Kudos, you hit the nail on the head. When a company buys back their stock they are saying, "Sorry, we don't have any acceptable capital investments for our profits, so we are throwing that money back to you, the shareholder." WTF? Why did you invest in the company to start with? It is a punt, plain and simple. And I got to tell you, if you bet on a team that punts after three downs time and time again you are going to go broke.
But there are a lot of things in play here. First, it used to be illegal for companies to buy back stock. It was considered price manipulation and it was specifically banned. Ronald Reagan changed that. Second, accounting firms used to be liable for the misstatement of earnings from companies. They approve the earnings statement of a company, and it turns out wrong, the accounting firm was responsible for the loss of capitalization. Reagan changed that too.
Then we come to executive compensation, at that is on Clinton. First, he reduced the capital gains rate, but second, he no longer required companies to account for stock options used in executive compensation. If the CEO takes office and the stock is 20 bucks a share, and he gets an option at that price, when the stock reaches 40 bucks he can sell. First, he pays capital gains tax, not income tax, on that gain. But second, and most importantly, the company, which pays the difference, doesn't have to record that liability on the balance sheet. Like, WTF?

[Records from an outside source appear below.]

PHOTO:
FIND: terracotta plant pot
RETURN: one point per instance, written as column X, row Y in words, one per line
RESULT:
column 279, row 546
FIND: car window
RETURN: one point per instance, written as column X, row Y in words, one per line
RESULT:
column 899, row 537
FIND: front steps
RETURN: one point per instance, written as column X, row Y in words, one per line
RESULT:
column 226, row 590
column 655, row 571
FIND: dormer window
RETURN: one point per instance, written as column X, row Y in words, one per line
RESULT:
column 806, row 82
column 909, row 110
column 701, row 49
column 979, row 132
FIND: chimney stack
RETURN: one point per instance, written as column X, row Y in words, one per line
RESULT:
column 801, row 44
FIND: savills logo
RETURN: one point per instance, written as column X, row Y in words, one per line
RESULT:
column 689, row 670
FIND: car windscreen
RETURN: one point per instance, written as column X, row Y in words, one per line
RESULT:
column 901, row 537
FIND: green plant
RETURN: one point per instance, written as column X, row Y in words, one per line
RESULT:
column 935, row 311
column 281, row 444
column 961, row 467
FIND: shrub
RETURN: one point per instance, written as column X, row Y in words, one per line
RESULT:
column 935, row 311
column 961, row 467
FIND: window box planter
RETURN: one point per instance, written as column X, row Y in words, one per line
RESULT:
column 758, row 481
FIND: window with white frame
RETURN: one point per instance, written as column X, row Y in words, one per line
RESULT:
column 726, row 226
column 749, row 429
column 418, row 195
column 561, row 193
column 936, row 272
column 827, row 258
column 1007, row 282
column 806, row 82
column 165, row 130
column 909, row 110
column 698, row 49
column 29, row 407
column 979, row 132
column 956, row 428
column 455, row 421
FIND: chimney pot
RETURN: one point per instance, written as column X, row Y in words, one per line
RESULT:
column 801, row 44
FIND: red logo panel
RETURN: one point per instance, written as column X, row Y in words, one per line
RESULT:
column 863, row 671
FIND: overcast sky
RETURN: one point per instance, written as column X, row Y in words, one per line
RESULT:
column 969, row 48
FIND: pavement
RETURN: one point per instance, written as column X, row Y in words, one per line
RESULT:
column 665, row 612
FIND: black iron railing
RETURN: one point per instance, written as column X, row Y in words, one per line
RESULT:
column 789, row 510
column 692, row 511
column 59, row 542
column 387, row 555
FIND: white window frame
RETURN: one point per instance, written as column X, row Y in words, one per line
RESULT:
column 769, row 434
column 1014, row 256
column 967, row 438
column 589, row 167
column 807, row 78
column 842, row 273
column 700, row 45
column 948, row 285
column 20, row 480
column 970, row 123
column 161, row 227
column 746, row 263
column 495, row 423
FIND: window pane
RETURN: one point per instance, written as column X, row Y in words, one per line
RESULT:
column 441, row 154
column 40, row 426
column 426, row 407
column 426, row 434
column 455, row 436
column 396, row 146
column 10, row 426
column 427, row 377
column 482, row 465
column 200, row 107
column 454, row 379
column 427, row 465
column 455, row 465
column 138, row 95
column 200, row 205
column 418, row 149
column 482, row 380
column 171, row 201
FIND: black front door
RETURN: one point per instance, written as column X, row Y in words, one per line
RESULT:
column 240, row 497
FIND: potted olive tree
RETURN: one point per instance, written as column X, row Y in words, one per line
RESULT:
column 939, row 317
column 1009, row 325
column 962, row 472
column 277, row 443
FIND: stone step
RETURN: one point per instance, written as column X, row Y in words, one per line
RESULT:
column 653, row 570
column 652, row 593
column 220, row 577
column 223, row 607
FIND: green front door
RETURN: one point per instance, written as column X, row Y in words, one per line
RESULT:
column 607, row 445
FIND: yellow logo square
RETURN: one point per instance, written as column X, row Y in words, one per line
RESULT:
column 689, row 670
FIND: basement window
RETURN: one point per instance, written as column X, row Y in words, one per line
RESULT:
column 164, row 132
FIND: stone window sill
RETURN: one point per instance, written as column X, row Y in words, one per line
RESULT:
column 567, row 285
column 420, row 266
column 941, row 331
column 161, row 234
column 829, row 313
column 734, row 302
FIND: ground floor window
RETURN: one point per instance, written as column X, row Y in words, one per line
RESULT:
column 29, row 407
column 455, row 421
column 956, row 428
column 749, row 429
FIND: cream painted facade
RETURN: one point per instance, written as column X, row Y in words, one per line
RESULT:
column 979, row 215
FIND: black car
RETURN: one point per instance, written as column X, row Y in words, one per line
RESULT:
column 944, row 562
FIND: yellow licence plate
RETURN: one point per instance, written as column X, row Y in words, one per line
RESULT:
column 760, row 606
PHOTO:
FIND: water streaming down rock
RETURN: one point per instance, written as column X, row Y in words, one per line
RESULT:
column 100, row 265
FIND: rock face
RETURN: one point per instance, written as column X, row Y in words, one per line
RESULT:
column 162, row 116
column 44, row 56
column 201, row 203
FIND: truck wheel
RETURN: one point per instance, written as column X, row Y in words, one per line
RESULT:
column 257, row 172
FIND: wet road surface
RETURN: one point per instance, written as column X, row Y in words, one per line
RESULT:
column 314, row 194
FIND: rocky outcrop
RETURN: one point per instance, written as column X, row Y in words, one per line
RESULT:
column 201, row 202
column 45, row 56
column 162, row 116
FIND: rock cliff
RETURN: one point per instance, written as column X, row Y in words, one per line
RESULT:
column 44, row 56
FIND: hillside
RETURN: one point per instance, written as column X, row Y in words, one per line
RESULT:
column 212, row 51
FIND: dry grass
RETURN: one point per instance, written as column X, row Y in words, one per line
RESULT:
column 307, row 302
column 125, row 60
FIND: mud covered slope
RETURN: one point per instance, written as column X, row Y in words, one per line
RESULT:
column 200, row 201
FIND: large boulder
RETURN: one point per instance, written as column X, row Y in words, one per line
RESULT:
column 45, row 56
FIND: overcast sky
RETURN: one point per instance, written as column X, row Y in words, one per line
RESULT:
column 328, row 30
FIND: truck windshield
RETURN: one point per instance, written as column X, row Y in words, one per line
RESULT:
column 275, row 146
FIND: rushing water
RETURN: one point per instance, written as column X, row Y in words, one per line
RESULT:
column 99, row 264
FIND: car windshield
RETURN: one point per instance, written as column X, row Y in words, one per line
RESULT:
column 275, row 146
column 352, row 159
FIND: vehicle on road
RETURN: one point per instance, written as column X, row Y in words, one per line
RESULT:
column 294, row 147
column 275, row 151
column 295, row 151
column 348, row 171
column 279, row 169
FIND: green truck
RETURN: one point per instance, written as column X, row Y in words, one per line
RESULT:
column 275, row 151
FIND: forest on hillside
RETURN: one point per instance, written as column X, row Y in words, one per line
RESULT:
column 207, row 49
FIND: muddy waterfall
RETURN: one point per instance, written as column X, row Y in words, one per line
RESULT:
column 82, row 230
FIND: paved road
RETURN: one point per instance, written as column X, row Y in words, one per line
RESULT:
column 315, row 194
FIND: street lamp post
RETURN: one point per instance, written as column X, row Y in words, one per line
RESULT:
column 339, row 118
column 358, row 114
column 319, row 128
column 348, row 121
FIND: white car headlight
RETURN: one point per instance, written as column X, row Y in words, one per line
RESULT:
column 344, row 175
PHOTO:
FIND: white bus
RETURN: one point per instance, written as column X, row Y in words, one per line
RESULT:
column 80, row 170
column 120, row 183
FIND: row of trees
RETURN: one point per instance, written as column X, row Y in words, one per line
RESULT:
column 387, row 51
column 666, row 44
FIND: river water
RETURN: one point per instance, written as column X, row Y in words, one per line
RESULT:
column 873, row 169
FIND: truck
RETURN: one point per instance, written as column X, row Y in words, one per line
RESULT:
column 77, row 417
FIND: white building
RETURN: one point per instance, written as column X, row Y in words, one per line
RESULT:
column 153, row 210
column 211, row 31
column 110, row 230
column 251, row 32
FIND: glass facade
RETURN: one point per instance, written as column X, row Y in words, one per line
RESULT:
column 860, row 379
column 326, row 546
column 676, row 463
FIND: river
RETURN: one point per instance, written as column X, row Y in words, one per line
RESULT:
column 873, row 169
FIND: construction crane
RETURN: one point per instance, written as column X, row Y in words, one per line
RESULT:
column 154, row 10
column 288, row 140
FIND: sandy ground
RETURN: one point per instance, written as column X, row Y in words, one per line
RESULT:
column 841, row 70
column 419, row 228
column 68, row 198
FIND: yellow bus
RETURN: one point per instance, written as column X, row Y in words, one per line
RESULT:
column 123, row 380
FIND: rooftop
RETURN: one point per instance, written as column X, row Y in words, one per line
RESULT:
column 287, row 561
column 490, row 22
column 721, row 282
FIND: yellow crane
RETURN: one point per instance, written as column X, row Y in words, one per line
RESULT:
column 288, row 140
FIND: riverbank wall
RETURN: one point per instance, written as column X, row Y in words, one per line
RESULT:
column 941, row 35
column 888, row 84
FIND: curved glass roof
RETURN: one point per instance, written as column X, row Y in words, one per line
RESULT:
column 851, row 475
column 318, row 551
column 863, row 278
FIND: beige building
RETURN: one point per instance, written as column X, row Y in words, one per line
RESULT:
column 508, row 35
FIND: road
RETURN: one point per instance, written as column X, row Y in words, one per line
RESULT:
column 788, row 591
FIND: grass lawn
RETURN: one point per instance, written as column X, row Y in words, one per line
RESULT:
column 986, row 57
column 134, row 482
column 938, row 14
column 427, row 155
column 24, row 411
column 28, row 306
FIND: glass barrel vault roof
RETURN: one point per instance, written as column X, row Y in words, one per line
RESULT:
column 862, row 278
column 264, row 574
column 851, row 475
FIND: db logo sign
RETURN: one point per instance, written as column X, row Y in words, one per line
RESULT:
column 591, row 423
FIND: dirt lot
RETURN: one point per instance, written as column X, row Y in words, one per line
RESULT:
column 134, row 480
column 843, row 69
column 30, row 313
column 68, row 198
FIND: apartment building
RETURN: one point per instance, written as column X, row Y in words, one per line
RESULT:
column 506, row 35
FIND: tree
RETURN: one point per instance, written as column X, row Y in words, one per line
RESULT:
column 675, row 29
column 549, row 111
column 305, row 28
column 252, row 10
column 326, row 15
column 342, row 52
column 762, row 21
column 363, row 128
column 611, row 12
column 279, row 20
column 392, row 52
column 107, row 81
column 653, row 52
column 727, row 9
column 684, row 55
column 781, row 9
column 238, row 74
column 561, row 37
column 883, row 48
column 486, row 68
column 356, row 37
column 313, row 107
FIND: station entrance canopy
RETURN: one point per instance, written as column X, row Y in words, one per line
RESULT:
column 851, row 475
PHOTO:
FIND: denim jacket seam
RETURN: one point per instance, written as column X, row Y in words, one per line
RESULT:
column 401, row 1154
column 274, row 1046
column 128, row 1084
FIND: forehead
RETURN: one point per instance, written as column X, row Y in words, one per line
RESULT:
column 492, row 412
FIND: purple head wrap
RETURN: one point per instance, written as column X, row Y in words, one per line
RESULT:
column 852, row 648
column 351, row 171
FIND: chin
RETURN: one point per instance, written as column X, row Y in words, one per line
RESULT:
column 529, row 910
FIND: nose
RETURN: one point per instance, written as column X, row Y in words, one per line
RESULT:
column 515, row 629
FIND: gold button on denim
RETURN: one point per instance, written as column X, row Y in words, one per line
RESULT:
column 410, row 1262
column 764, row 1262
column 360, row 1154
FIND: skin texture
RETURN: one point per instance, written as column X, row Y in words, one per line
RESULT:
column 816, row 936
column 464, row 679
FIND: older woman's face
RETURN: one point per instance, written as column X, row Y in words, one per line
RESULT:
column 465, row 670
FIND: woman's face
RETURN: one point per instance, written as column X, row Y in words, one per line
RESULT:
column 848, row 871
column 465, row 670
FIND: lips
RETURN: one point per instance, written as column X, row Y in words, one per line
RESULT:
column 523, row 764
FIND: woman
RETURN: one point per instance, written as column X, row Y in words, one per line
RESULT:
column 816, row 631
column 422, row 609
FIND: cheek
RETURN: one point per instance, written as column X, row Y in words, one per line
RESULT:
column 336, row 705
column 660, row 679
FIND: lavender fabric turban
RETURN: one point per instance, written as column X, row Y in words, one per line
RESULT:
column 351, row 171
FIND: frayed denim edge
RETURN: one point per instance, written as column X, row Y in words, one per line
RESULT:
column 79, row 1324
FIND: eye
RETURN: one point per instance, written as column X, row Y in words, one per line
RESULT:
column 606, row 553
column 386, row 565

One of my favorite stories, and I know I have provided them before. Business school, advanced Finance class, professor asks, what should be a company's primary goal. I jump all over it, I proclaim, "maximize contribution". The professor was like, "wrong". I was puzzled. Then some snot nosed little shit goes, "maximize share price", and the professor was like "correct". I flipped the fawk out. I was coming unglued. The professor recognized me and I just let it out, "You mean what is important is how much the people think a company is going to make as opposed to how much a company actually made?" And he was like, "Yeah, that is exactly it". I retorted, "Well, I just wasted 14 grand".
The solution is really simple. Stock buybacks, banned. Capital gains, taxed as ordinary income. Accounting firms, on the hook for mis-stated earnings, 100%. Stock options, a real liability that must be on the balance sheet. All that makes sense. Common sense.